Aber als das geklärt war, wurde mir ein Job angeboten. Und schon bald war ich auf dem Weg in die hohe Arktis. Meine erste Reise war ein Eisbär-Spezial in Spitzbergen an Bord der Plancius.
Es war eine denkwürdige Reise. Unsere erste Anlandung war in Raudfjord an einem klaren, verschneiten Tag zu Beginn des Sommers, und ich erinnere mich vor allem an ein überwältigendes Gefühl, dass ich mich sehr glücklich schätzen kann, an einem so schönen Ort zu arbeiten.
Bild von Andreas Umbreit
Gab es Highlights auf der Reise?
Ich habe zwei Lieblingsreisen, beide auf dem Segelschiff Rembrandt van Rijn, und beide während der jährlichen Überfahrt von Svalbard nach Grönland am Ende der Sommersaison.
Ich habe diese Grönlandreisen 2018 und 2019 geleitet, und jede war völlig anders, mit unterschiedlichem Wetter, Eis und Wildtieren, aber beide waren absolut unglaublich. Die Überfahrt ist die einzige Reise im Jahr, bei der wir eine Genehmigung für den Eintritt in den Nordostgrönland-Nationalpark haben.
Es ist ohne Zweifel der atemberaubendste Ort, an dem ich je gewesen bin.
Bild von Victoria Salem
Gibt es einen Haken an dieser Arbeit?
Der begrenzte Kontakt, den wir mit Freunden und Familie zu Hause haben, ist eine Herausforderung. Wir haben zwar etwas Internet und die Möglichkeit, vom Schiff aus zu telefonieren, aber das ist teuer.
Trotzdem ist es das alles wert - vor allem für die Zodiacs. Meine Lieblingsbeschäftigung als Expeditionsleiter sind die Zodiac-Fahrten.
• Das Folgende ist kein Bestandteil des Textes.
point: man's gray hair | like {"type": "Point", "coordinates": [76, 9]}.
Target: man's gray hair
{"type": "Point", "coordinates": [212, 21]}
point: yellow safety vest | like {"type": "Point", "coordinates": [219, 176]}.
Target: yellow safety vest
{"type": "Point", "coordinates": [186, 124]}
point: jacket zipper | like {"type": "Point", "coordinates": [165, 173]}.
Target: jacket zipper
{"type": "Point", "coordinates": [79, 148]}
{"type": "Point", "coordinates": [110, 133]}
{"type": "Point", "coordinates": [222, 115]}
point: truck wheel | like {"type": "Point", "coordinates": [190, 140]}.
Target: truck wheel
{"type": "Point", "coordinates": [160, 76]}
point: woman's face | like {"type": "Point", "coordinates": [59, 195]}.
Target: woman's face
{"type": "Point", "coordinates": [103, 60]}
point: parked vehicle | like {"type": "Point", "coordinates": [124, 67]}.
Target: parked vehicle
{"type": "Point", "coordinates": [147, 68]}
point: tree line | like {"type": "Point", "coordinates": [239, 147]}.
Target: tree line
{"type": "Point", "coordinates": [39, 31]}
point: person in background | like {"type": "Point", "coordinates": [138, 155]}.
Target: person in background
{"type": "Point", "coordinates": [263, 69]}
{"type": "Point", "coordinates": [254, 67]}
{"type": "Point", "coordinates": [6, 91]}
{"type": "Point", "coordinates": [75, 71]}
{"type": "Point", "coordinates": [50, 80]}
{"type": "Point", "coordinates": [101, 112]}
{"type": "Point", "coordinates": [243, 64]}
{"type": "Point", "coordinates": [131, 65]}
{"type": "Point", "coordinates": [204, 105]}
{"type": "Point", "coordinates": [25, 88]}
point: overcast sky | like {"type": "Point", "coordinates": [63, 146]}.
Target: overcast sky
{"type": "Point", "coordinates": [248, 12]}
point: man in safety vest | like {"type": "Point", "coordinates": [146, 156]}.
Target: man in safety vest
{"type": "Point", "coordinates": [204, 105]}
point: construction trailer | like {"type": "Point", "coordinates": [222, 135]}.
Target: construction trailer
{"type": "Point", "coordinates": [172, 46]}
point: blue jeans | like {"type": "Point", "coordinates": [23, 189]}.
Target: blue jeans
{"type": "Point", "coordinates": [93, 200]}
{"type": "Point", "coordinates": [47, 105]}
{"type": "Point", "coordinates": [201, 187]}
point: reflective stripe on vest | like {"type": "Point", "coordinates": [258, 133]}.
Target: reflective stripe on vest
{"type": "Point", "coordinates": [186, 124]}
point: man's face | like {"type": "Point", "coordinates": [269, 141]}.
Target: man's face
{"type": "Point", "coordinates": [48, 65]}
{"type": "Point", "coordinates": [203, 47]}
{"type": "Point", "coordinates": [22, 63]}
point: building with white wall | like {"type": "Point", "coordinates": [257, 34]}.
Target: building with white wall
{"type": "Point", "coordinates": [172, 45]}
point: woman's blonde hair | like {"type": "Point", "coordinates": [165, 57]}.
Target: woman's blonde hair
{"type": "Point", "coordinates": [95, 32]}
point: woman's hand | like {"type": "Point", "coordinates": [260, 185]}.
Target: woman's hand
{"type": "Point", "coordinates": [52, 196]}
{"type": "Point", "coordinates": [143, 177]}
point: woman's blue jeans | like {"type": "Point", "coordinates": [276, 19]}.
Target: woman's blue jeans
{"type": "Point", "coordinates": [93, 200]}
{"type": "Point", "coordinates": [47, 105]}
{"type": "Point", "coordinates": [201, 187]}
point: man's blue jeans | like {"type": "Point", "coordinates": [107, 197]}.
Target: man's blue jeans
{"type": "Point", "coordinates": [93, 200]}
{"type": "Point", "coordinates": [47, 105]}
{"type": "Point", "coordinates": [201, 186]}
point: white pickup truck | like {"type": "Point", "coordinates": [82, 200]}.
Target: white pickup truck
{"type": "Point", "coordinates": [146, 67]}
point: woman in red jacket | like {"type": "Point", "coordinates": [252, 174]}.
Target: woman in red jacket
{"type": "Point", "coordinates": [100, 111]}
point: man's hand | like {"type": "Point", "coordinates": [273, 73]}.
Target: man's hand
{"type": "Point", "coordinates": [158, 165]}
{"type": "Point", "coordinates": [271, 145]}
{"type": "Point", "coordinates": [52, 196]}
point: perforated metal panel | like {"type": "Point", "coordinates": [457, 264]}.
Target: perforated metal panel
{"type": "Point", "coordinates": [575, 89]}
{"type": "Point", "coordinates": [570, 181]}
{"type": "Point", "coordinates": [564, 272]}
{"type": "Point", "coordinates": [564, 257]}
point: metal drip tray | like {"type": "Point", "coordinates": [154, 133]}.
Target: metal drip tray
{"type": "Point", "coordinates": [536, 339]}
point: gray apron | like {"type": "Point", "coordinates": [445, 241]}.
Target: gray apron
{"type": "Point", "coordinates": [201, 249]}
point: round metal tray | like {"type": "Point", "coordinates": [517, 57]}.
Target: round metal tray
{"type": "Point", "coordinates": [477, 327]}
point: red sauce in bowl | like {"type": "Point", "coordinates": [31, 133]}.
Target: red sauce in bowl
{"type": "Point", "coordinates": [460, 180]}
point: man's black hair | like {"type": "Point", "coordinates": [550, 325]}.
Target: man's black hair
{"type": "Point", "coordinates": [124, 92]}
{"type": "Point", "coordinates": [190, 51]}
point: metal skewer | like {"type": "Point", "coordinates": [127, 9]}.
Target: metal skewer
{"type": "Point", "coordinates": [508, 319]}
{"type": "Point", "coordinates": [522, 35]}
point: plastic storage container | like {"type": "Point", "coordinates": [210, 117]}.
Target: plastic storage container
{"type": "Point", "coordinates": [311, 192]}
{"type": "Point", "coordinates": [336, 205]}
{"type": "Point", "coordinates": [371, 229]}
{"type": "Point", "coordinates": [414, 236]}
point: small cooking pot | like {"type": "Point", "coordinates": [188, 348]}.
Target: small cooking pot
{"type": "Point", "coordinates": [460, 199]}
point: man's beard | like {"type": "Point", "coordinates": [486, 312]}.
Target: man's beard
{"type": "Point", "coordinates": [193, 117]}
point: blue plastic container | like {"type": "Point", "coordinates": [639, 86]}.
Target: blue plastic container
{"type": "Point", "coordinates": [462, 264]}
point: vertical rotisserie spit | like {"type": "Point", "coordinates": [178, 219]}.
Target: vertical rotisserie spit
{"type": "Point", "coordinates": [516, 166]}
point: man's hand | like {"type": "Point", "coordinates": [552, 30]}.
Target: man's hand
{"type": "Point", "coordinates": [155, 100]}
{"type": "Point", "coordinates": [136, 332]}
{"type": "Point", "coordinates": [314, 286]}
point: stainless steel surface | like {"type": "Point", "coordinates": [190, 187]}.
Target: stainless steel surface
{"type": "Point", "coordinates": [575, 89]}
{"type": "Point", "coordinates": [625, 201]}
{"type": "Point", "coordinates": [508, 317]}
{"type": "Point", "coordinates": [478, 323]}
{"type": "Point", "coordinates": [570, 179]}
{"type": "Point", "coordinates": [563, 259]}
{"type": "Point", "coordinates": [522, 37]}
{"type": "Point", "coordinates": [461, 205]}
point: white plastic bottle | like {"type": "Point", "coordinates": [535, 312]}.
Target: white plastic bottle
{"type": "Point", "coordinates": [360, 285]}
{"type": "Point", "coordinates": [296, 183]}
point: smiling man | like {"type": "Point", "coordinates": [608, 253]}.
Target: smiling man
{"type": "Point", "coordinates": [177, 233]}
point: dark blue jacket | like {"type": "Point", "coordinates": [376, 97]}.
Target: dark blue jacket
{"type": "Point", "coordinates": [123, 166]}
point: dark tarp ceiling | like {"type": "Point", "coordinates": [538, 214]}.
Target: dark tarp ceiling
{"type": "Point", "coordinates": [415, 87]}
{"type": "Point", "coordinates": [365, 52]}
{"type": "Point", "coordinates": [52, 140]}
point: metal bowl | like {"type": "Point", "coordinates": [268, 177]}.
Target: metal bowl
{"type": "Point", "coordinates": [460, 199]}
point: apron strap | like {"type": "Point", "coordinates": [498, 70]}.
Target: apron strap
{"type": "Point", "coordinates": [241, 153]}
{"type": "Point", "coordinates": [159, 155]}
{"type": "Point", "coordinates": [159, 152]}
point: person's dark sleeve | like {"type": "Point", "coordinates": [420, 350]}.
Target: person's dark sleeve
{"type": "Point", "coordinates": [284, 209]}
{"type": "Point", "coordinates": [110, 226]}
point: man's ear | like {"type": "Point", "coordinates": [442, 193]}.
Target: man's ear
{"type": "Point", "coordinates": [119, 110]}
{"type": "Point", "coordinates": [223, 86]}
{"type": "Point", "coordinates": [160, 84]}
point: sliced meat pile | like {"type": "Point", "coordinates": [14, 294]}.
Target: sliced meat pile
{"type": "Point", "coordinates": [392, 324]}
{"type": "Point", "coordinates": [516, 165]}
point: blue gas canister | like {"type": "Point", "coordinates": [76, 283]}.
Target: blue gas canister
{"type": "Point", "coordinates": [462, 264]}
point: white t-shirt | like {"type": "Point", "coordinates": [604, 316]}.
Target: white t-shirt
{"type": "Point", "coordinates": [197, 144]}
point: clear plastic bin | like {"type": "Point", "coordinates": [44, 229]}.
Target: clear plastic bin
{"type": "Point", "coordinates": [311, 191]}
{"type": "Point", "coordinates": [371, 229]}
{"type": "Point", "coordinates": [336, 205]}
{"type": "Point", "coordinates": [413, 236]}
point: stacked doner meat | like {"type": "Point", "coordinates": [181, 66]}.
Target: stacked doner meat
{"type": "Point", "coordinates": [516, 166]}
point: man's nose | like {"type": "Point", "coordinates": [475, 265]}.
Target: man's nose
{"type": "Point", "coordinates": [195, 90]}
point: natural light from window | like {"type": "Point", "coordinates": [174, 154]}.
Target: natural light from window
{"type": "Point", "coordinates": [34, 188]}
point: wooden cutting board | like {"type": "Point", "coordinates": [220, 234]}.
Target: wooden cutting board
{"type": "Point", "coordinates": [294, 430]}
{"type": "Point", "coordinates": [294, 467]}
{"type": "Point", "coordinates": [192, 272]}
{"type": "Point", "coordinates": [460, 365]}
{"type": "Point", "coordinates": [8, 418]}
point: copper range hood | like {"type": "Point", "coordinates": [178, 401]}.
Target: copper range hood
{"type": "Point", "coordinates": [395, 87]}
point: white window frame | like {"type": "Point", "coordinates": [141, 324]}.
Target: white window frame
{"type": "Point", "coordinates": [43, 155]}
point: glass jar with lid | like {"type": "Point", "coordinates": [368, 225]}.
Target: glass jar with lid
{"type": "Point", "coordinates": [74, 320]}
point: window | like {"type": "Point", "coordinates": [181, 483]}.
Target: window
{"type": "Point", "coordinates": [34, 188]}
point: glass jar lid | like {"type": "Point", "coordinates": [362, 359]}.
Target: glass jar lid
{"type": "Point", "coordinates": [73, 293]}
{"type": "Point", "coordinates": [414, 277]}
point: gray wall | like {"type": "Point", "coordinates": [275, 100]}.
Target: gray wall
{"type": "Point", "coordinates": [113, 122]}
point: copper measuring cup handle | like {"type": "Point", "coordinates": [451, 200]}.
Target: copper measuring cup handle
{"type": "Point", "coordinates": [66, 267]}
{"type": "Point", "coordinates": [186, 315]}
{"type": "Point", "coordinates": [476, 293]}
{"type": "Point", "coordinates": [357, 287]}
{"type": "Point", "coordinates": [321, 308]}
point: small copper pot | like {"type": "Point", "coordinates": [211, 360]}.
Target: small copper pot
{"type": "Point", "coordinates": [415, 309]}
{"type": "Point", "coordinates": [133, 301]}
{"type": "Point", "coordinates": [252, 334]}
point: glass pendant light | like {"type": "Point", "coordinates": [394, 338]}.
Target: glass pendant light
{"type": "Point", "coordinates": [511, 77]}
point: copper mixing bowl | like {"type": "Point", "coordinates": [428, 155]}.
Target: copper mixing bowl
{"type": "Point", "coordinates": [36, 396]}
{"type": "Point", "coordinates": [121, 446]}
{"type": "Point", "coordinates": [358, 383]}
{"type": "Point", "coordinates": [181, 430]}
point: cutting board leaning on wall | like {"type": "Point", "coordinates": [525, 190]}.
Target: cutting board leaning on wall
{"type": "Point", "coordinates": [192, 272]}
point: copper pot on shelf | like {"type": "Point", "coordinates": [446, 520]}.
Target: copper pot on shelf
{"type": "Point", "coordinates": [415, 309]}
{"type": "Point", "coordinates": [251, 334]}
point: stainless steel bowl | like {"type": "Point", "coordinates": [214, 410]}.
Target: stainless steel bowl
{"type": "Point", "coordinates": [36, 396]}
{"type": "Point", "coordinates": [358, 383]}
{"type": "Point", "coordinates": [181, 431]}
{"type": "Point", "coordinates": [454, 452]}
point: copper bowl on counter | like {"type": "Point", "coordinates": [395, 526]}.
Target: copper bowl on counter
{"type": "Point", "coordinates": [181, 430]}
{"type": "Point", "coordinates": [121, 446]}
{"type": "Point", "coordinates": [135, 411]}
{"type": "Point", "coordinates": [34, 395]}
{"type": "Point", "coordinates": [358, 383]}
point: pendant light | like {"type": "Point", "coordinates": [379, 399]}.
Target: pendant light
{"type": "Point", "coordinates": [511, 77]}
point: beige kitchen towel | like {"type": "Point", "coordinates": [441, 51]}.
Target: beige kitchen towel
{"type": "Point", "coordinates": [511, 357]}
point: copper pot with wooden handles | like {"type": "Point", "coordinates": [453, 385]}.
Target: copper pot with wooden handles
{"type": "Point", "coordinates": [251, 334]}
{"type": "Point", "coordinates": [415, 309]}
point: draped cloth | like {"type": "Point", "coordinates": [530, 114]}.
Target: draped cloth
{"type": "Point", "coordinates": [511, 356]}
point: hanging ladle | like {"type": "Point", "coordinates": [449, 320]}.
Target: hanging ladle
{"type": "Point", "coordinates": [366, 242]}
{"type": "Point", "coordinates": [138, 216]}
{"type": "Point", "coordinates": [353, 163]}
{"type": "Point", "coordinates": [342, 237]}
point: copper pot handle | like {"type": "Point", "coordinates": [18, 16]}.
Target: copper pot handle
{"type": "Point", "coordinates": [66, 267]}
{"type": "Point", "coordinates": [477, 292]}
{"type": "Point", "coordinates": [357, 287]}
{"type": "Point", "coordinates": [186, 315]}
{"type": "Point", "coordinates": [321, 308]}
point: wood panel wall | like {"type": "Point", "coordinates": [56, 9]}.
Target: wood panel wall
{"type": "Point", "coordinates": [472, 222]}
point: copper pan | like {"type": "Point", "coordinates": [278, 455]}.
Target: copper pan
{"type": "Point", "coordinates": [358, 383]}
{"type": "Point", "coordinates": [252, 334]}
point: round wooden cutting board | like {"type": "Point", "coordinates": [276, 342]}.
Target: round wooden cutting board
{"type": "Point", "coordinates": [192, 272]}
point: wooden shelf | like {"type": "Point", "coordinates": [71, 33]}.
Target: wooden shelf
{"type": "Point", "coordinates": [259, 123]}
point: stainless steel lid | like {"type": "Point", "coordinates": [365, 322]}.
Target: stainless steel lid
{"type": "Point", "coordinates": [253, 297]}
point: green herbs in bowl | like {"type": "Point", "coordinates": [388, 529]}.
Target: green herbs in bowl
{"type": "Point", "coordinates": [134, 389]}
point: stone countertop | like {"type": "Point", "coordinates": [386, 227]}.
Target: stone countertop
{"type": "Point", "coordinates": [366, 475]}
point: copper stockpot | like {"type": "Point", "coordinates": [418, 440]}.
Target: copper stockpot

Ich liebe es, auf dem Wasser zu sein und Boote zu steuern, und ich liebe es auch, unseren Passagieren von den Landschaften zu erzählen, in die wir eintauchen.
Als Glaziologe macht es mir besonders viel Spaß, den Leuten Gletscher zu zeigen und zu erklären, wie sie funktionieren, aber auch das Aufspüren von Wildtieren ist sehr lohnend.
Und Grönland liegt Ihnen doch auch am Herzen, oder?
Obwohl alle Orte, die wir besuchen, wunderschön sind, muss ich zugeben, dass ich süchtig nach Grönland bin. Vielleicht ist es ein Fall von "erster Liebe".
In Grönland bin ich zum ersten Mal mit den unglaublichen Landschaften, der Tierwelt und den Menschen der Polarregionen in Berührung gekommen. Und obwohl ich Grönland seit mehr als zehn Jahren besuche, zieht es mich immer mehr auf diese unglaubliche Insel, je öfter ich dort bin.
Grönland ist wild, schön und kann sehr unwirtlich sein. Es ist eine aufregende Mischung aus Schönheit und Gefahr, und ich kann gar nicht genug davon bekommen.